Hırvatistan Gezisi Bölüm 10: Split

Split, hem Adriyatik kıyılarının en popüler adalarına geçişte önemli bir durak olması, hem de Akdeniz turu yapan cruise gemileri için bir liman olması sebebiyle bizi bu bölgede en çok meraklandıran kentlerden biriydi.

Varışımız akşam saatleriydi. Kiraladığımız daire ise Eski Kent bölgesini çevreleyen surların dışında yer alıyordu. Kente ilk girdiğimizde biraz hayal kırıklığına uğradığımızı söyleyebilirim çünkü burası Hırvatistan’ın 2. büyük kenti ve ülkenin en büyük limanı olmasına rağmen neredeyse etrafta in cin top oynuyordu. Komünizm döneminden kalma büyük yapılar kenti çevrelemiş gibi bir izlenim edindik. Belki de bizim bu kentten beklentimiz çok yüksekti. Dediğim gibi henüz varışımızdaki izlenimimiz bu idi. Dönerken hissettiklerimiz ise bunun tam aksiydi.

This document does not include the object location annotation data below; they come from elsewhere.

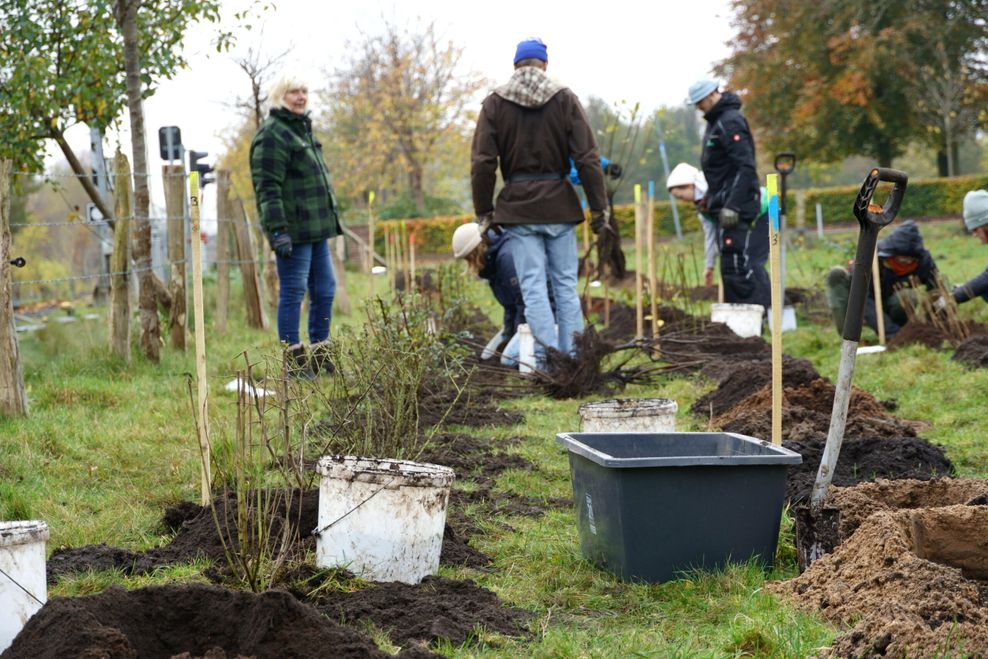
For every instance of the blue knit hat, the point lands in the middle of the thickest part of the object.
(531, 49)
(700, 89)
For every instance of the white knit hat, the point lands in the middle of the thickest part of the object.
(681, 174)
(975, 209)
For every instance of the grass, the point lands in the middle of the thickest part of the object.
(108, 446)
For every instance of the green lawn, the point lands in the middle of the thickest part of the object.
(108, 446)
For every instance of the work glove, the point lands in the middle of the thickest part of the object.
(598, 220)
(281, 243)
(728, 218)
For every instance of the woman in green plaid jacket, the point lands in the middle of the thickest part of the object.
(298, 212)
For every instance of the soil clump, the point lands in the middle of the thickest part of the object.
(191, 620)
(437, 608)
(911, 582)
(973, 352)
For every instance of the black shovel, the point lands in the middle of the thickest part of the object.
(872, 218)
(819, 527)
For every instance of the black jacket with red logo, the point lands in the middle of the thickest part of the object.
(728, 161)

İlk gün varışımız geç olduğundan direk uyuduk ancak ertesi sabah erkenden Split’i keşfetmek üzere sahile doğru yürüyüşe başladık. Sanki dün gece yattığımız şehir ile sabah kalktığımız şehir birbirinden farklıydık. Etraf o kadar renkli ve hareketliydi ki, şaşırdık. Bir gece önce yaşadığımız hayal kırıklığından sonra bunu pek beklemiyorduk.

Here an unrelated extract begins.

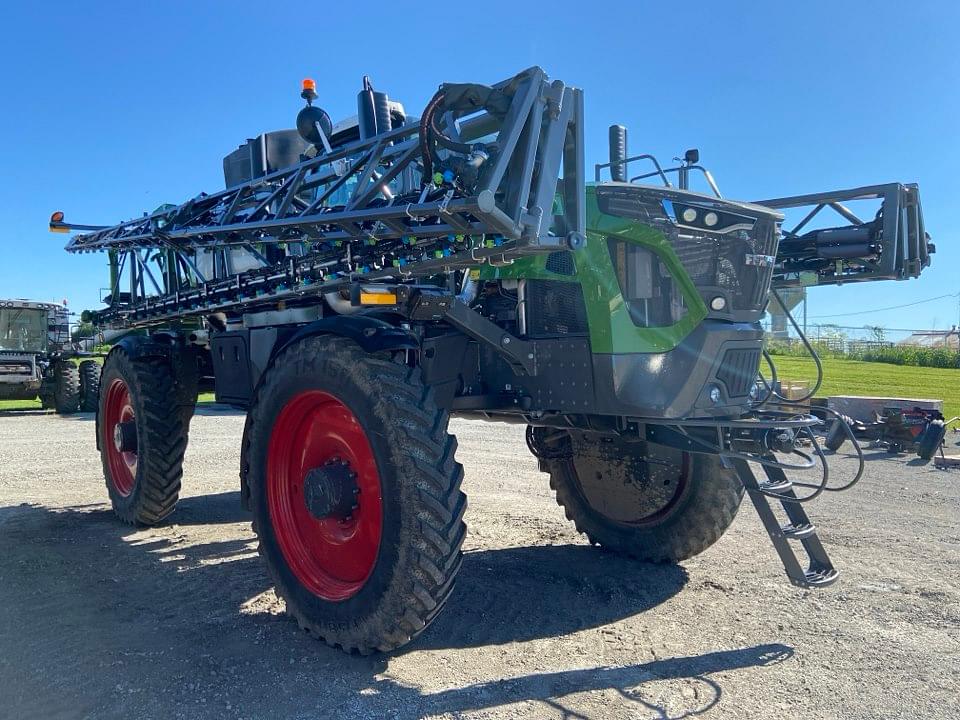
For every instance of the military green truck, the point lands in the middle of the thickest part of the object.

Sabah erkendi ve kahvaltı şarttı. Bu nedenle ilk olarak surların denize bakan tarafında bir kafede kahve ve kruvasan sipariş ederek güne başladık. Kafeler çok şık, etraf çok bakımlıydı.

Ancak tüm büyük şehirlerde olduğu gibi burada da trafik problemi var. Biz bu bölgeye araba ile gelip sahil tarafında en az 30 dakika park yeriaradık. Bunu rahatlıkla söyleyebilirim.

Kahvaltı sonrası Split’in simgesi haline gelmiş olan Diocletian Sarayı’na gittik. Bu saray günümüzde dünya üzerindeki en iyi korunmuş Roma saraylarından biri. Bu saray MÖ 300’lerde Roma hükümdarı Diocletian için yazlık saray olarak yaptırılmış.

Hükümdarın ölümü sonrasında Romalı yöneticiler bu sarayı kullanmaya devam etmişler. Yapımında Split’e yakın konumda bulunan Brac Adası’ndan çıkarılan taşların kullanıldığı sarayın mermerleri ise İtalya ve Yunanistan’dan getirilmiş. Saraydaki kolon ve sfenksler ise Mısır’dan getirilmiş.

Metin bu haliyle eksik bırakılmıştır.